Anybody experience with the eye-autofocus of the M50 Mark ii versus the eye-autofocus of the Eos RP (with af firmware update)? Is there a great difference? Example: portrait of walking person, or kids (photo, not video). Which one is best?


----------



## st jack photography (May 26, 2021)

I cannot give you a definitive answer, but I would put my money on the RP, despite it being a *cheap *full frame that hasn't had an update for a while. Shooting in servo mode, doing street candids? The eye AF works well for me and the RP, and the amount of images I shoot with moving subjects that have perfect focus of the eye is amazing, more than I could ask for, really. The only thing I desire at this point is faster FPS shooting, which at present (in the RP) seems faster than even my Sony RX1Rm2, which is a fairly high-end street camera that is a few years older.

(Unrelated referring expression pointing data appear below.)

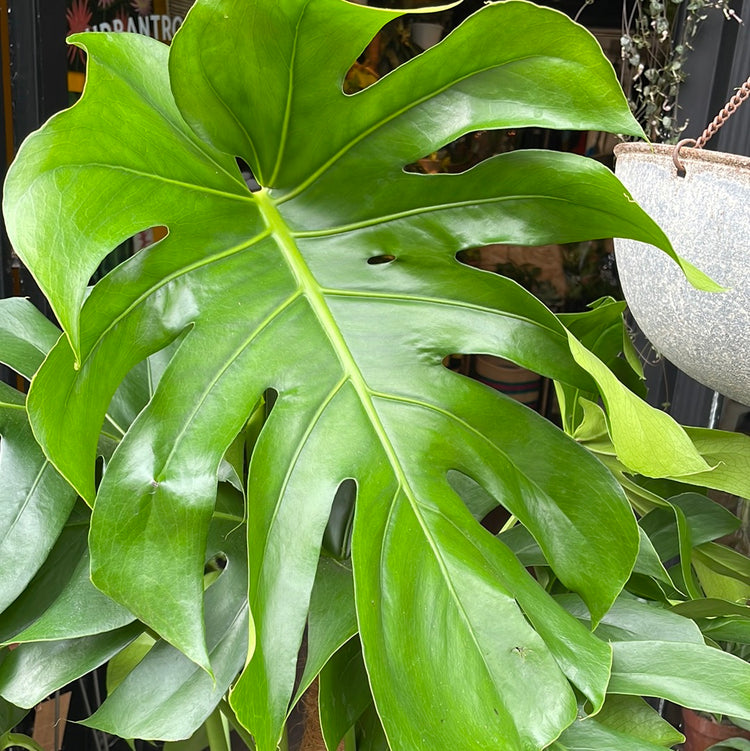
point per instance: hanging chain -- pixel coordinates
(727, 111)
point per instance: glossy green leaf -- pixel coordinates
(343, 693)
(125, 661)
(709, 607)
(79, 610)
(640, 432)
(168, 697)
(597, 734)
(272, 291)
(725, 561)
(633, 716)
(729, 453)
(25, 336)
(197, 742)
(705, 519)
(35, 501)
(632, 620)
(10, 715)
(51, 578)
(693, 675)
(331, 621)
(370, 735)
(35, 670)
(733, 744)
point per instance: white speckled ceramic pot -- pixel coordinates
(706, 215)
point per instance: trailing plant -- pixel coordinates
(657, 38)
(245, 436)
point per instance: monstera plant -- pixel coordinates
(244, 458)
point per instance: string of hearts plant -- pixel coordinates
(261, 395)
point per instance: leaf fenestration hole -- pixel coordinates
(338, 532)
(468, 150)
(383, 258)
(135, 244)
(247, 175)
(216, 562)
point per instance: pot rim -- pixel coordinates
(660, 151)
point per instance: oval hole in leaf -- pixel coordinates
(338, 532)
(479, 502)
(247, 175)
(383, 258)
(465, 152)
(134, 244)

I mainly shoot full frame only, but I have shot with M's as recent as m6. ( I have had m3, m5, and m6.) They were not great for AF at all, and I just cannot imagine the cheap m50 vlog camera being much better (for stills). I think I would prefer 5dm2 Live View over a M anything, but that is likely just me and my full frame prejudice. 

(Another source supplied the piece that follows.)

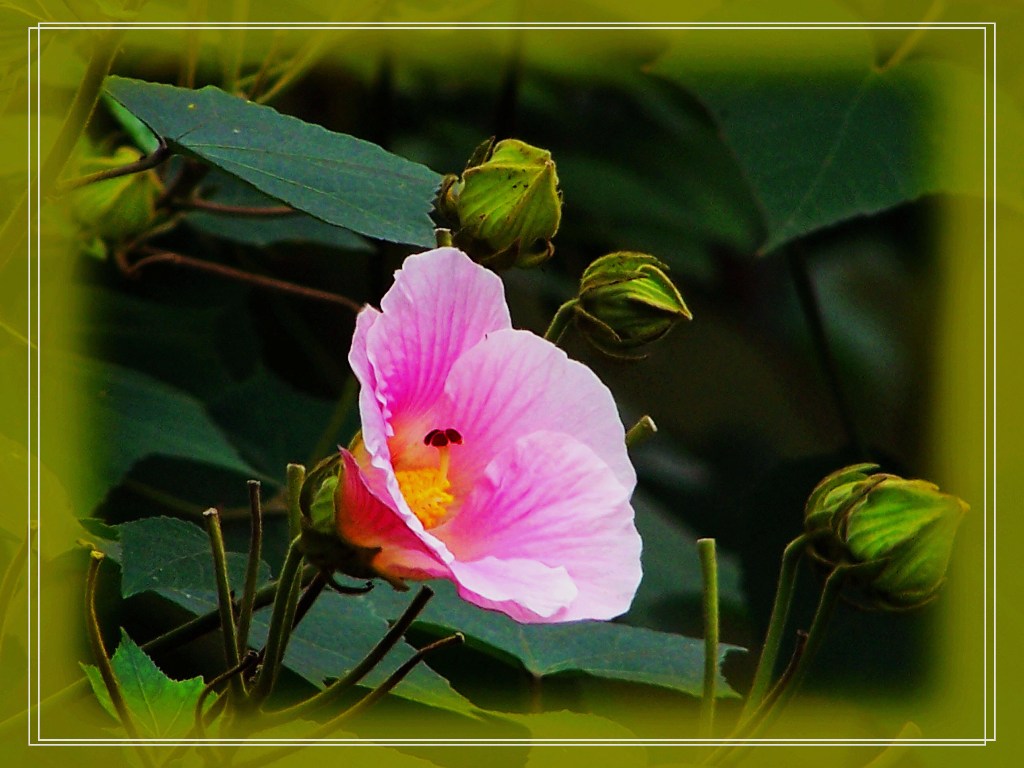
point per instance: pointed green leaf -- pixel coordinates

Where I would say that an RP would work fairly well in many pro situations, the m50 isn't even close. I would even venture to say that in many cases, the larger sensor of full frame is almost always going to give better AF when all other parameters are similar.

Just take what I say with many grains of salt. It could be that I cannot see past my sensor size hate.


----------



## Hobby (May 26, 2021)

Thanks for your considerations. The M50 Mark ii is said to have "better" eye-autofocus, but better than what? And I can not find a comparison with the RP , so I don't know how "good" it is. (Perhaps I should rent the M50ii for a day...)


----------



## Mt Spokane Photography (May 27, 2021)

Hobby said:


> Thanks for your considerations. The M50 Mark ii is said to have "better" eye-autofocus, but better than what? And I can not find a comparison with the RP , so I don't know how "good" it is. (Perhaps I should rent the M50ii for a day...)

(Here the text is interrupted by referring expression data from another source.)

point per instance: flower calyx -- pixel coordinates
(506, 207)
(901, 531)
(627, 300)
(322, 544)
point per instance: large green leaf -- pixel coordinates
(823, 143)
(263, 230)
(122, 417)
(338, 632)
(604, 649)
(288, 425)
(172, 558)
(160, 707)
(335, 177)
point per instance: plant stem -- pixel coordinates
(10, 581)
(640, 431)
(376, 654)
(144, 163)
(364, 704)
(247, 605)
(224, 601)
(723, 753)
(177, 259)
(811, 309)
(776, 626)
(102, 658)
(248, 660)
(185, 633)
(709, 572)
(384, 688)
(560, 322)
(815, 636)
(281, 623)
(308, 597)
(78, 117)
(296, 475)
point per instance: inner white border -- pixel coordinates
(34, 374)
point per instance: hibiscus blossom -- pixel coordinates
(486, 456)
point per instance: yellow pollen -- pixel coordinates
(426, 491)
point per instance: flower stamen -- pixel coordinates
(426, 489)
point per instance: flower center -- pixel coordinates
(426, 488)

Its easier to AF for a APS-C sensor than a FF sensor. That does not mean the result is better if the subject fills the sensor on both. Its easier yet for a tiny phone sensor, but there again, it does not imply a higher quality image.


----------



## Hobby (May 27, 2021)

I have the RP. I was considering a portrait lens: the Samyang RF 85mm f/1.4. 
Or the Canon RF 85mm f/2.0. (But why not try that Samyang...)
And then I tought: why not that little M50 ii with the Sigma DC DN 56mm f/1.4. That is a portrait lens and a little backup camera, with "good eye autofocus".
Conclusion: I will wait untill the fog in my head disappears. Reading the reactions, probably going for the RF lens.


----------